Domain architecture of MuF domain-containing proteins

Among all four families of MuF proteins, we found two major domain architectures: canonical proteins without a C-terminal extension (henceforth called short) and proteins with a C-terminal extension (Fig. 2a). We identified toxin domains among 34% of the latter (Fig. 2b, Additional file 2: Tables S4, S5), corresponding to a total of 13% (n = 191) putative toxins among MuF proteins.

Fig. 2
figure 2

General description of the 1515 MuF proteins detected in this study. a Schematic representation of the main domain architectures of MuF proteins. MuF proteins containing a MuF domain (blue box) without a C-terminal extension (Ct_ext) are called short MuFs. MuF proteins with a Ct_ext either harbor a known toxin domain (red box) or an unknown domain (gray box). b The inner circle represents the proportion of MuF proteins without Ct_ext (in blue), with a toxin domain (in red), or with an unknown domain (in gray). The outer circle represents their distribution within bacteriophages (in light gray) and bacterial genomes (in black). c Taxonomic distribution of bacteria and of hosts of the phages encoding a MuF protein according to the aforementioned categories. There is a significant association of muf genes encoding toxin proteins with Firmicutes compared to muf genes encoding short proteins (p < 0.0001, two-tailed Fisher's exact test), and there is a significant association of muf genes encoding proteins with a C-terminal extension without known domain with Proteobacteria compared to muf genes encoding short proteins (p < 0.0001, two-tailed Fisher's exact test). d Association of known toxin domains (red nodes) with MuF domain families (orange nodes) and with other polymorphic toxin families (blue nodes). Only known toxin domains harbored by at least five MuF proteins were reported in this network that includes 172 MuF toxins. The thickness of the edges is proportional to the abundance of the toxin and MuF domain combinations. The size of the orange (MuF families) and red (toxin domains) nodes is proportional to the number of MuF proteins. Toxin domains are described in Additional file 2: Table S7

As expected for PTs, most toxin domains found among MuF proteins had homologs in other PT families (75%, e.g., cd13442, Ntox50, and EndoU_bacteria domains) (Fig. 2d, Additional file 2: Table S7). More than half of the 191 putative MuF toxins had a nuclease domain, and 20% presented a metallopeptidase domain. ADP-ribosyl transferase and RelA-like domains were also frequently identified (Additional file 2: Tables S4, S5, S7).

Intriguingly, phages of Proteobacteria had many MuF proteins harboring a C-terminal extension without known domains (Fig. 2c and Additional file 3: Figure S2).
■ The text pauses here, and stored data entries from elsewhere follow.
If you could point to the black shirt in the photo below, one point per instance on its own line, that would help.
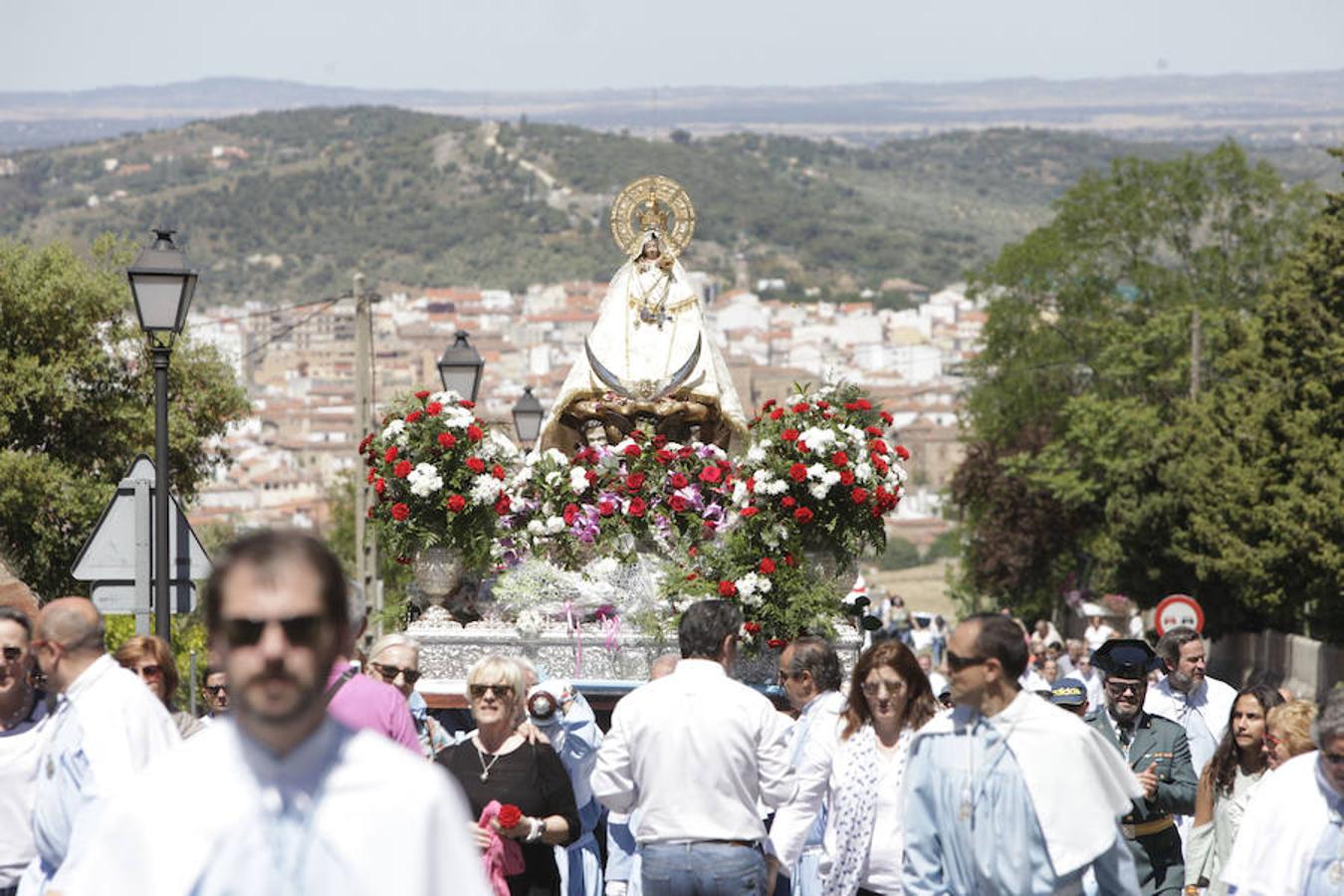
(534, 780)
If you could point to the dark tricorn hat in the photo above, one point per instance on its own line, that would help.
(1126, 658)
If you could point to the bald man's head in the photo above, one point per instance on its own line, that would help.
(74, 623)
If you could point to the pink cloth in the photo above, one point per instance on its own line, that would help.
(503, 857)
(364, 703)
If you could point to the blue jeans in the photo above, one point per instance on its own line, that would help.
(702, 869)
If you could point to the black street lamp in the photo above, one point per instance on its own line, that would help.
(460, 368)
(161, 285)
(527, 416)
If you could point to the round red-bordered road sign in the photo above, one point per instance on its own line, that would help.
(1178, 610)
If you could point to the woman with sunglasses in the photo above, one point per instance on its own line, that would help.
(150, 658)
(859, 774)
(498, 764)
(395, 660)
(1226, 787)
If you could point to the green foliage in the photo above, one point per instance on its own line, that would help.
(1082, 389)
(77, 403)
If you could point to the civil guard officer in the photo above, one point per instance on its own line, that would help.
(1158, 751)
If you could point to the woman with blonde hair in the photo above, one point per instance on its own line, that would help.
(150, 658)
(859, 772)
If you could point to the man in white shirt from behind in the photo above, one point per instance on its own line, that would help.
(1187, 696)
(810, 676)
(105, 729)
(280, 798)
(698, 753)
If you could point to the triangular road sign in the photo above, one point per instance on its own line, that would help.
(119, 550)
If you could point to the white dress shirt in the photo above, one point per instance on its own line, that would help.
(696, 753)
(107, 727)
(345, 813)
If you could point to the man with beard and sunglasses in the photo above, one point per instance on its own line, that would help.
(1007, 795)
(279, 796)
(1158, 751)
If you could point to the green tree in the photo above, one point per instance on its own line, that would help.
(77, 403)
(1087, 368)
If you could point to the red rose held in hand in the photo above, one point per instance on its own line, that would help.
(510, 815)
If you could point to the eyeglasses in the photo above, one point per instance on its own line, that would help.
(300, 631)
(957, 664)
(1121, 688)
(388, 673)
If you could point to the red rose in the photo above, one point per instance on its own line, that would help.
(510, 815)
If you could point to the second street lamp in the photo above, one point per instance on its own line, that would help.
(460, 368)
(527, 416)
(161, 285)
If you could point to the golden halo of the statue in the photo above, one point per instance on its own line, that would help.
(652, 202)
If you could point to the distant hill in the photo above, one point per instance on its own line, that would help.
(1304, 108)
(285, 204)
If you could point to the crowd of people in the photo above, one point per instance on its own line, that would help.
(1001, 761)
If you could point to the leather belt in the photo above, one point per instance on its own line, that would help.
(1147, 827)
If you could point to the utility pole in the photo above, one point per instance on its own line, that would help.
(1195, 352)
(365, 546)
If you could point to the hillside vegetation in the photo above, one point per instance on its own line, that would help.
(284, 206)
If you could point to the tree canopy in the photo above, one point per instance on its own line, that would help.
(77, 403)
(1094, 464)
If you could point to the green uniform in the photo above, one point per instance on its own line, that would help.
(1158, 856)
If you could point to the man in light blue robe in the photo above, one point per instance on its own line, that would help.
(1009, 795)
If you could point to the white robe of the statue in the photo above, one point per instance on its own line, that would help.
(640, 352)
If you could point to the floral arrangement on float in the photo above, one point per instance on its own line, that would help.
(440, 480)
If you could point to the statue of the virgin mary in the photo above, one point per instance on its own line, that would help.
(649, 362)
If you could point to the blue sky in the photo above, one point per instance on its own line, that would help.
(541, 45)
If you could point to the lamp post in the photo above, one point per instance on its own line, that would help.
(161, 285)
(460, 368)
(527, 416)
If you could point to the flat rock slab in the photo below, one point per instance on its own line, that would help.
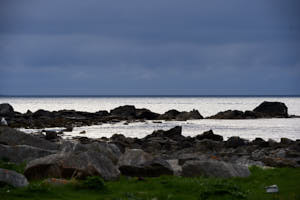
(213, 168)
(13, 178)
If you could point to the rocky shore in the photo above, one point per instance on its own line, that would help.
(160, 153)
(72, 118)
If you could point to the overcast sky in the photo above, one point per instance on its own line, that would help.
(156, 47)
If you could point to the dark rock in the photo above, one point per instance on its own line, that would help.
(208, 146)
(127, 112)
(173, 133)
(278, 162)
(11, 136)
(42, 113)
(169, 115)
(213, 168)
(146, 114)
(136, 162)
(272, 109)
(13, 178)
(209, 135)
(286, 141)
(22, 153)
(234, 142)
(51, 135)
(260, 142)
(72, 165)
(194, 114)
(229, 114)
(6, 110)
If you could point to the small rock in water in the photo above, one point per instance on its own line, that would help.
(3, 122)
(272, 189)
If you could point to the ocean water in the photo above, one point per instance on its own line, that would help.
(207, 106)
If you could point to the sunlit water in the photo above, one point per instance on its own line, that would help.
(249, 129)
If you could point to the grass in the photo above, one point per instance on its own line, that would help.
(168, 188)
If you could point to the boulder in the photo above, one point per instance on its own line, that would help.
(169, 115)
(272, 109)
(260, 142)
(229, 114)
(128, 112)
(72, 165)
(146, 114)
(210, 136)
(136, 162)
(6, 110)
(11, 136)
(23, 153)
(214, 168)
(234, 142)
(13, 178)
(173, 133)
(194, 114)
(181, 116)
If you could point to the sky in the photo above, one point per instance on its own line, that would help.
(157, 47)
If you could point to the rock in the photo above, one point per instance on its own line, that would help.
(23, 153)
(194, 114)
(208, 146)
(68, 129)
(146, 114)
(181, 116)
(234, 142)
(260, 142)
(272, 109)
(128, 112)
(176, 168)
(51, 135)
(56, 181)
(278, 162)
(72, 165)
(136, 162)
(42, 113)
(3, 122)
(229, 114)
(213, 168)
(13, 178)
(6, 110)
(210, 136)
(286, 141)
(11, 136)
(169, 115)
(173, 133)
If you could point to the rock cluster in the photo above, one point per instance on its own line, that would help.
(71, 118)
(160, 153)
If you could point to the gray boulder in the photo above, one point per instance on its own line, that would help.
(6, 110)
(22, 153)
(13, 178)
(272, 109)
(214, 168)
(72, 165)
(136, 162)
(12, 137)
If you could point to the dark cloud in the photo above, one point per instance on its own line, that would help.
(149, 47)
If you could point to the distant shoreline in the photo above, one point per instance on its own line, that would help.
(144, 96)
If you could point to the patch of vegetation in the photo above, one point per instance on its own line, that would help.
(169, 188)
(5, 164)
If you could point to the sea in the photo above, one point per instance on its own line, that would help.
(207, 105)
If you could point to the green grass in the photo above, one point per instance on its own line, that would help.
(169, 188)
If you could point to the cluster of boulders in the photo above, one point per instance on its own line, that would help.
(264, 110)
(71, 118)
(160, 153)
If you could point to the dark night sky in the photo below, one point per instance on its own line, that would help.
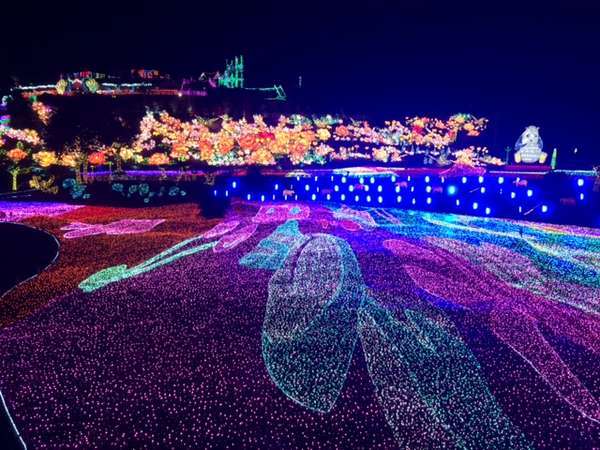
(518, 63)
We defined a new domain (termed Ct_MAD for C-terminal MuF Associated Domain) present in one third of these C-terminal extensions (Additional file 2: Tables S3–S5). However, it remains to be determined if the Ct_MAD domain and the remaining C-terminal extensions without known domains correspond to novel toxin domains.
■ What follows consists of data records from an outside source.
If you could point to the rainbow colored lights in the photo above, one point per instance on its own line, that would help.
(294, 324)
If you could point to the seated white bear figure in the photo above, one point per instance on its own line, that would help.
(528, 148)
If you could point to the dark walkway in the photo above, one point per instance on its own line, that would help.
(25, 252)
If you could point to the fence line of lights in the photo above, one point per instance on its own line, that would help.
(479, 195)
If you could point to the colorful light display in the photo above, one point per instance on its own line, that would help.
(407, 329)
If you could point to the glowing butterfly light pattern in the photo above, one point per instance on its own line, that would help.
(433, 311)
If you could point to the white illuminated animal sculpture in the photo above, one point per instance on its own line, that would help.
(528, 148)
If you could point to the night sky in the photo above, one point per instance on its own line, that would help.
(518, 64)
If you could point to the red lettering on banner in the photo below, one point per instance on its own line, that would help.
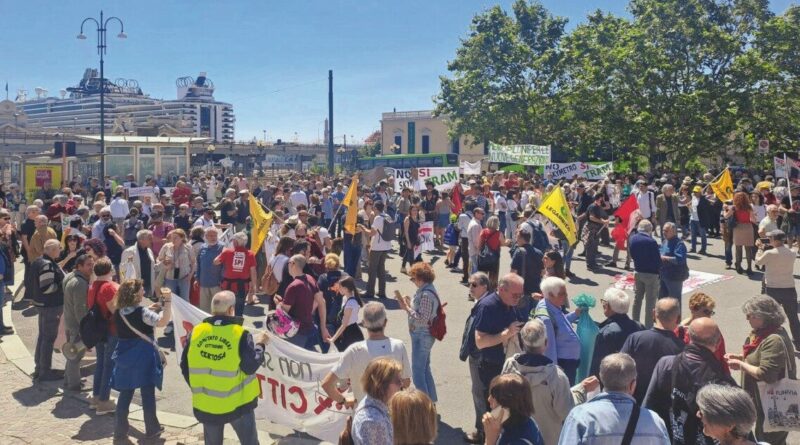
(304, 404)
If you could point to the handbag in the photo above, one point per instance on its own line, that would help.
(161, 355)
(779, 400)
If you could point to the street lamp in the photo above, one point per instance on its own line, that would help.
(102, 26)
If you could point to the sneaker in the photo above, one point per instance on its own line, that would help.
(106, 407)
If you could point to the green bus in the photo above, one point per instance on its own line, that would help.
(409, 161)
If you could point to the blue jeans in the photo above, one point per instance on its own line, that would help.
(102, 371)
(670, 288)
(244, 426)
(697, 229)
(151, 424)
(421, 345)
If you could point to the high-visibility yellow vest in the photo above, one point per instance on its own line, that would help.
(218, 384)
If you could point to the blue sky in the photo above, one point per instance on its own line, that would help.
(269, 59)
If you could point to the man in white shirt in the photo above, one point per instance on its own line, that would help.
(357, 356)
(647, 205)
(379, 250)
(473, 235)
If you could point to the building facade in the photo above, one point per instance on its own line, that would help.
(420, 132)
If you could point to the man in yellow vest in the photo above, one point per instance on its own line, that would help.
(219, 362)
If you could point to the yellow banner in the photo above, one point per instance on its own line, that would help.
(262, 221)
(556, 208)
(351, 202)
(723, 187)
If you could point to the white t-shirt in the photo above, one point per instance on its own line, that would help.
(358, 355)
(352, 304)
(378, 244)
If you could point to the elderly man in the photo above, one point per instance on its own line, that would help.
(605, 418)
(144, 264)
(645, 254)
(615, 329)
(76, 289)
(674, 269)
(497, 320)
(48, 297)
(549, 385)
(778, 261)
(690, 370)
(209, 275)
(478, 289)
(648, 346)
(357, 356)
(205, 372)
(565, 348)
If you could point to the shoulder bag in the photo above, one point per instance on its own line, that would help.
(161, 355)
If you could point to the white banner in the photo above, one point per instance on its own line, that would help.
(291, 392)
(470, 168)
(567, 170)
(520, 154)
(443, 178)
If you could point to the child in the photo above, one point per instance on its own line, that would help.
(620, 236)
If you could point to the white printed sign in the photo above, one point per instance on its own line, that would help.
(443, 178)
(291, 392)
(568, 170)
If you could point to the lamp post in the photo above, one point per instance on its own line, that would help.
(102, 26)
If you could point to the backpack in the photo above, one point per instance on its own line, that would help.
(93, 326)
(438, 327)
(389, 232)
(488, 258)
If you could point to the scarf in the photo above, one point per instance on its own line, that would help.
(755, 339)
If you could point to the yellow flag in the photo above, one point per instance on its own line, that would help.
(556, 208)
(262, 221)
(723, 186)
(351, 202)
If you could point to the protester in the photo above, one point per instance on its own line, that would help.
(356, 357)
(137, 364)
(676, 380)
(48, 298)
(615, 329)
(647, 347)
(647, 265)
(413, 418)
(565, 349)
(421, 313)
(767, 356)
(76, 289)
(674, 269)
(207, 375)
(371, 421)
(728, 414)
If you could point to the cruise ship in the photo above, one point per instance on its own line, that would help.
(195, 112)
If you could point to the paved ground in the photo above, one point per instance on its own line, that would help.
(451, 375)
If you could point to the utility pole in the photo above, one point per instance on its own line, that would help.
(330, 122)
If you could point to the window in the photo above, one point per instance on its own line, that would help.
(398, 140)
(412, 137)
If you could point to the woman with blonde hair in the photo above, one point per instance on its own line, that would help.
(413, 418)
(137, 361)
(371, 422)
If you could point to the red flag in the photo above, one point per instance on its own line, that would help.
(624, 211)
(456, 198)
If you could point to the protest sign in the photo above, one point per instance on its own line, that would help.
(520, 154)
(567, 170)
(443, 178)
(291, 392)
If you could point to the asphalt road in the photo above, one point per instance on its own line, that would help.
(452, 375)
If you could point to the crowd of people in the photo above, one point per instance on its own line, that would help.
(95, 256)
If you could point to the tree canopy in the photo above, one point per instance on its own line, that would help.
(680, 80)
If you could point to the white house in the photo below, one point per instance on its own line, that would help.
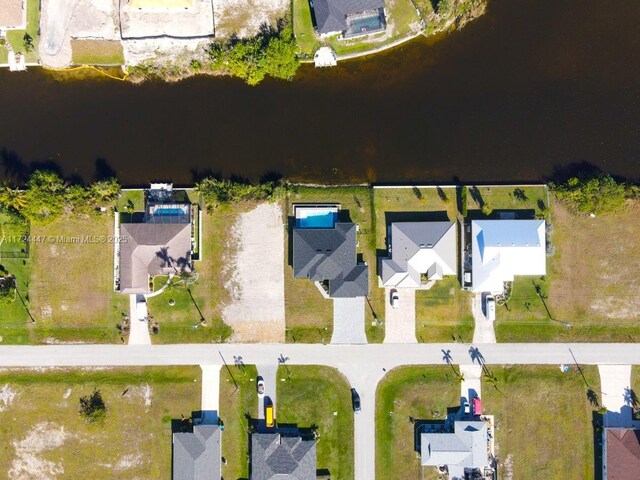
(419, 251)
(501, 249)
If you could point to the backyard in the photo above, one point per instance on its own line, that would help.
(585, 296)
(45, 437)
(309, 316)
(238, 405)
(402, 21)
(530, 402)
(406, 393)
(329, 414)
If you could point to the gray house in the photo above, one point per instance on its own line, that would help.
(329, 254)
(419, 251)
(351, 18)
(274, 457)
(462, 452)
(196, 455)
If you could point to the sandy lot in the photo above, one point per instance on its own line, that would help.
(594, 270)
(256, 284)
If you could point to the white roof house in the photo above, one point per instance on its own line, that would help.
(464, 449)
(502, 249)
(419, 248)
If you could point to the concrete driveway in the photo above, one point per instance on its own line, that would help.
(400, 322)
(348, 321)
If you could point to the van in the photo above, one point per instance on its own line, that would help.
(268, 415)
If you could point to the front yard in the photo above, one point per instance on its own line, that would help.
(406, 393)
(543, 421)
(329, 414)
(45, 437)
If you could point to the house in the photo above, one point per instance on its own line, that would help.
(621, 453)
(196, 455)
(159, 244)
(349, 18)
(13, 15)
(420, 252)
(463, 452)
(275, 456)
(324, 250)
(502, 249)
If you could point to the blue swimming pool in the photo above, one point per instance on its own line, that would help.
(320, 219)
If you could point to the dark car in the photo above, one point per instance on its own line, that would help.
(355, 400)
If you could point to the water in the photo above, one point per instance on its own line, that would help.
(532, 87)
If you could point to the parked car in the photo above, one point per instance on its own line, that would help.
(490, 307)
(395, 298)
(355, 400)
(260, 386)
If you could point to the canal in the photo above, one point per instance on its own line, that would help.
(532, 87)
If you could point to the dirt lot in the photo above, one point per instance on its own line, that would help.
(45, 438)
(594, 271)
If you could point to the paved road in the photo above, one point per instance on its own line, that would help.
(362, 364)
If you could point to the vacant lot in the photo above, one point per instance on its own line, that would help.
(44, 436)
(413, 392)
(444, 313)
(238, 406)
(299, 403)
(71, 288)
(309, 316)
(545, 404)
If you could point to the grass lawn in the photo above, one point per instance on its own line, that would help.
(237, 407)
(305, 34)
(16, 37)
(307, 312)
(444, 311)
(423, 393)
(300, 404)
(530, 202)
(97, 52)
(44, 436)
(177, 322)
(71, 287)
(14, 321)
(543, 421)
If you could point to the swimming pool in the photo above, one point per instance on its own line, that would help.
(316, 218)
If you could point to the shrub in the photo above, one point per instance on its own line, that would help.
(600, 194)
(92, 407)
Arguments in favor of MuF toxicity

If a bacterium produces a MuF protein with a toxic activity targeting bacterial cytosolic compounds (i.e., a nuclease), it should also produce a protective immunity protein to prevent self-intoxication. ORFs encoding immunity proteins are difficult to identify because they are often very short (less than 150 aa) and do not contain known domains [2, 14]. Most (89.4% of the 191 muf toxin genes) of the genes encoding MuF toxins identified in our study are followed by a small ORF potentially encoding a polypeptide of less than 150 aa (Additional file 4: Figure S3). In contrast, only 25.5% of the 952 genes encoding short MuF proteins are followed by a similarly small ORF (Additional file 4: Figure S3). MuF toxin genes were more likely than short MuF genes to be associated with small ORFs (p < 0.0001, two-tailed Student’s t test for the comparison of the lengths of ORFs downstream of muf genes) and supports the hypothesis that these small ORFs would encode immunity proteins, necessary only if a toxin domain is present in the MuF protein.

Furthermore, we identified one instance where a MuF toxin C-terminal region together with the small ORF downstream are homologous to a toxin-immunity module of a MafB toxin [5]. As expected, since MuF and Maf are distinct PT systems, the N-terminal regions of the MuF and MafB toxins are unrelated (Additional file 5: Figure S4). Interestingly, this MuF toxin is encoded by a Streptococcus mitis phage [35], and the MafB toxin is encoded on a genomic island of a Neisseria meningitidis strain. Since both species share the same niche in the human nasopharynx, the possibility of DNA exchange between them may be advocated.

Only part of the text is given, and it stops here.